Butterfly Conservation

The poor state of nature in the UK is increasingly clear to all – we have lost 97% of our wildflower meadows and 50% of our hedgerows since the 1940’s. This has led to a serious decline in wildlife species – not least our butterflies and moths and other insects which are so key to pollination. Land has been taken for building, for road and rail infrastructure, and industrial scale agriculture has changed the face of the countryside.

Our park – with its diverse woodland, meadows and waterscape, is a real gem in this crowded corner of Warwickshire. It provides a haven for a wide variety of bird, mammal and other wildlife species. But could we do more? Butterfly Conservation UK monitors habitats across the land to assess how our native butterfly and moth species are thriving, and assists with landscape scale interventions that can help reverse the worrying loss of our insect pollinators. Under the guidance of local branch Chairman, Mike Slater, Compton Verney is contributing to this effort. Since April, an enthusiastic band of volunteers has conducted weekly surveys along a defined route around the Old Town Meadow and its northern extension, recording the numbers of all types of species seen, and adding them to Butterfly Conservation’s national records database. We are one of many such groups carrying out such surveys, and the long term aim is to establish what conditions best enable our native species to thrive and reverses the current threat to so many species.

The identification of the butterflies seen on our trail has proved both challenging and educative to the volunteer team. Whilst we have all casually admired butterflies, moths and the plants they inhabit, the task of actually identifying which of the 30+ species native to Warwickshire come into view on our walk, and in what number, is often tricky! Our photographic skills were challenged, too, but we did capture some nice examples! We hope to share more of our photographs later.

And, of course, the weather is not always on our side – butterflies are best seen on a nice sunny, calm day; so, cloud, wind and rain have frequently hampered our chances! Despite that, we have managed to record results every week since April, and these records will serve as a baseline for future year’s surveys, and enable us to see whether the way the Grounds Team is managing the landscape is helping species to thrive.
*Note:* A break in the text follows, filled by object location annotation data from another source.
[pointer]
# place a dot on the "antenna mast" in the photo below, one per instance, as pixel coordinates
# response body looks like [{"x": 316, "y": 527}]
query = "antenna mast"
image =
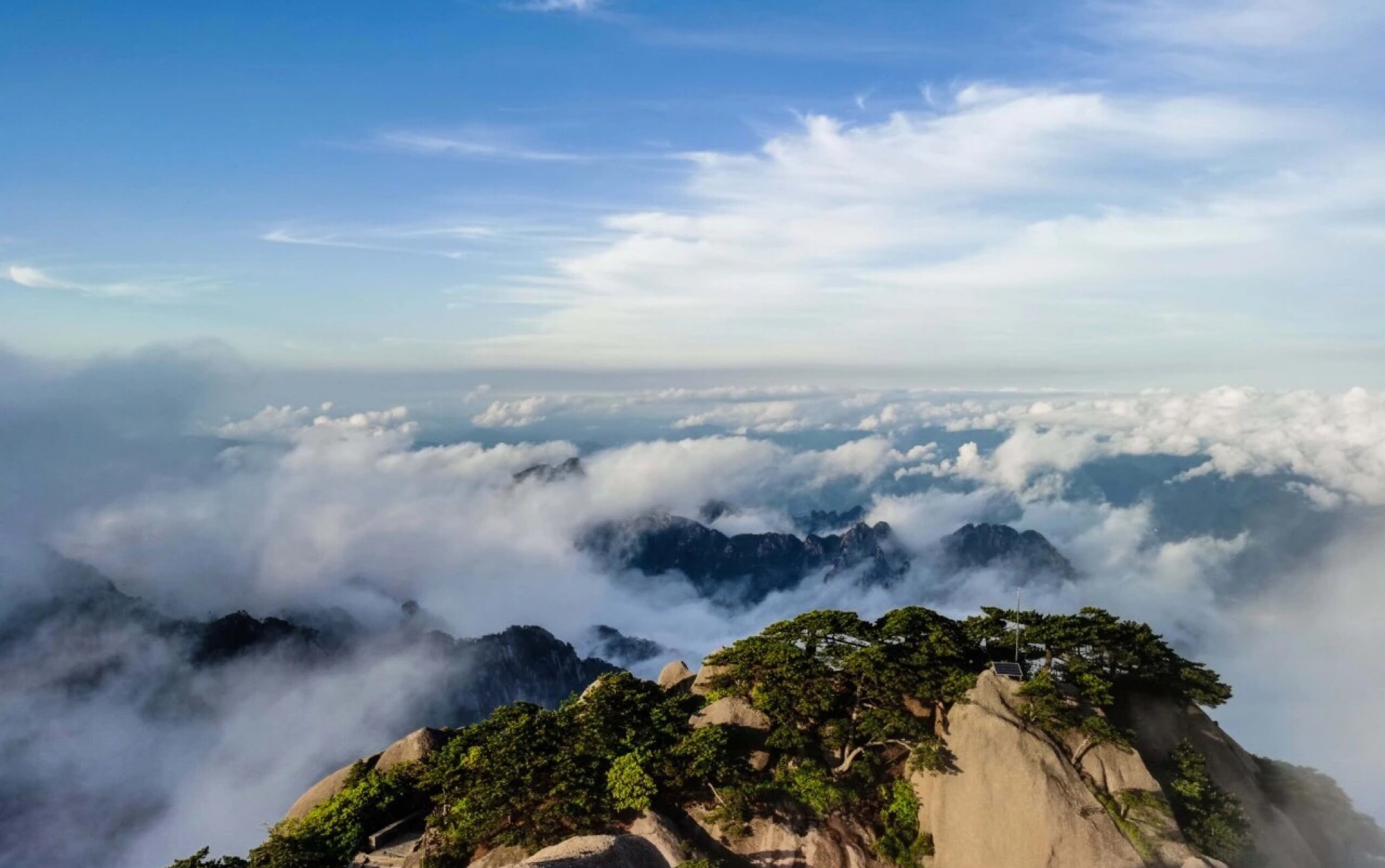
[{"x": 1018, "y": 626}]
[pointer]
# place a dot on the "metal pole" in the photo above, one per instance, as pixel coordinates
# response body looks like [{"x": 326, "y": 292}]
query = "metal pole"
[{"x": 1018, "y": 626}]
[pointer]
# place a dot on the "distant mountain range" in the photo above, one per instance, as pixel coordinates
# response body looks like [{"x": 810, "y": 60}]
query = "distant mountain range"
[
  {"x": 745, "y": 566},
  {"x": 748, "y": 566}
]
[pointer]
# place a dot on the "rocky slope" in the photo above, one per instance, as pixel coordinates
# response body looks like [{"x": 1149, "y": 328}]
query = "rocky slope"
[
  {"x": 748, "y": 566},
  {"x": 745, "y": 566},
  {"x": 985, "y": 546},
  {"x": 984, "y": 779}
]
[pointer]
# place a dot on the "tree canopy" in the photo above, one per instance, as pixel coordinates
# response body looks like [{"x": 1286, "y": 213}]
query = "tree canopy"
[{"x": 852, "y": 702}]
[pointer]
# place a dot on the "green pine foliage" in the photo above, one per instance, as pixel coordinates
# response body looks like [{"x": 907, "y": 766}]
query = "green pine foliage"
[
  {"x": 853, "y": 706},
  {"x": 1211, "y": 819},
  {"x": 199, "y": 860},
  {"x": 337, "y": 828},
  {"x": 628, "y": 784},
  {"x": 901, "y": 841}
]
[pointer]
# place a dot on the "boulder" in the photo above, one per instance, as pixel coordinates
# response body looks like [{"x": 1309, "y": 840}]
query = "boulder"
[
  {"x": 1016, "y": 800},
  {"x": 659, "y": 831},
  {"x": 1160, "y": 725},
  {"x": 410, "y": 748},
  {"x": 703, "y": 683},
  {"x": 777, "y": 844},
  {"x": 734, "y": 712},
  {"x": 500, "y": 857},
  {"x": 676, "y": 676},
  {"x": 325, "y": 790},
  {"x": 600, "y": 852}
]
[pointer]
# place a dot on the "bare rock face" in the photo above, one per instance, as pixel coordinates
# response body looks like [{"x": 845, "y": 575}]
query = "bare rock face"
[
  {"x": 676, "y": 676},
  {"x": 500, "y": 857},
  {"x": 1017, "y": 802},
  {"x": 1161, "y": 725},
  {"x": 658, "y": 831},
  {"x": 777, "y": 845},
  {"x": 325, "y": 790},
  {"x": 703, "y": 684},
  {"x": 600, "y": 852},
  {"x": 410, "y": 748}
]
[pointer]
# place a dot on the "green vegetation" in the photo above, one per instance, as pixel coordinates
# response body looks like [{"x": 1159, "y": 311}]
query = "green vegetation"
[
  {"x": 629, "y": 786},
  {"x": 1211, "y": 819},
  {"x": 901, "y": 841},
  {"x": 853, "y": 705},
  {"x": 337, "y": 828},
  {"x": 199, "y": 860},
  {"x": 1104, "y": 656}
]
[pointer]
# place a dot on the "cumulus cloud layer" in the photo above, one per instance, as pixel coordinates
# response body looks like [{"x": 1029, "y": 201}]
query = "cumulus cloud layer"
[{"x": 316, "y": 507}]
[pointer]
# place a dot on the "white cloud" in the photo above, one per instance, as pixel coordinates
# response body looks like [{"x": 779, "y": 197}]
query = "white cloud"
[
  {"x": 514, "y": 414},
  {"x": 1010, "y": 223},
  {"x": 479, "y": 141},
  {"x": 561, "y": 6},
  {"x": 764, "y": 417},
  {"x": 1336, "y": 441},
  {"x": 154, "y": 290}
]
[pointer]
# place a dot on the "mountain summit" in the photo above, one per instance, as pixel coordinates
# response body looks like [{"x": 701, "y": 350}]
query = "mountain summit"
[{"x": 828, "y": 741}]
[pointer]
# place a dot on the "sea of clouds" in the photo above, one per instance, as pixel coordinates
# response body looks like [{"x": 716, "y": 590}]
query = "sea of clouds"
[{"x": 126, "y": 466}]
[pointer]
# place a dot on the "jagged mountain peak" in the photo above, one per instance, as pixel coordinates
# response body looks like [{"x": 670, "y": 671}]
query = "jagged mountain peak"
[{"x": 987, "y": 544}]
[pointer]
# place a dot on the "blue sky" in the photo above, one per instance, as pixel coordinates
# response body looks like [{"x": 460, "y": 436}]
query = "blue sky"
[{"x": 1154, "y": 189}]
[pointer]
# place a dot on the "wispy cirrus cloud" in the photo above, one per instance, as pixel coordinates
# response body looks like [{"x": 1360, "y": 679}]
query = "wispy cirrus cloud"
[
  {"x": 474, "y": 141},
  {"x": 149, "y": 290},
  {"x": 559, "y": 6}
]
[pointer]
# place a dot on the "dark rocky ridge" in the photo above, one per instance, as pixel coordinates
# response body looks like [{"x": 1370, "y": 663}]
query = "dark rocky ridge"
[
  {"x": 552, "y": 473},
  {"x": 747, "y": 566},
  {"x": 984, "y": 546},
  {"x": 610, "y": 644},
  {"x": 819, "y": 521}
]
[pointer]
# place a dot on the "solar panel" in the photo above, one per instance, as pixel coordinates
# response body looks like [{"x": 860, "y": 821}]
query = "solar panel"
[{"x": 1008, "y": 671}]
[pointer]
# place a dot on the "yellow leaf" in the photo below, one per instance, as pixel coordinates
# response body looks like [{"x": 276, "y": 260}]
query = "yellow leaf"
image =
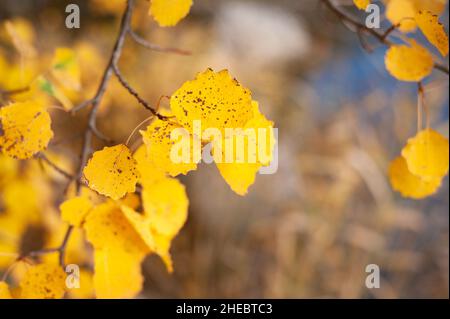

To that end, we will during the winter be installing a “butterfly bank”, just beyond the hedge in the top corner of the Old Town Meadow. This will provide habitat for butterflies on open grassland swards. The aim is to create an area of varied aspects where herbs predominate but where there is also abundant bare ground. We shall see in due course whether this attracts new or greater numbers of species to the Park.

Everyone involved in the butterfly survey says how much they have learnt, and how spending time studying the wilder aspects of our landscape has provided an extra dimension to our enjoyment of our wonderful parkland.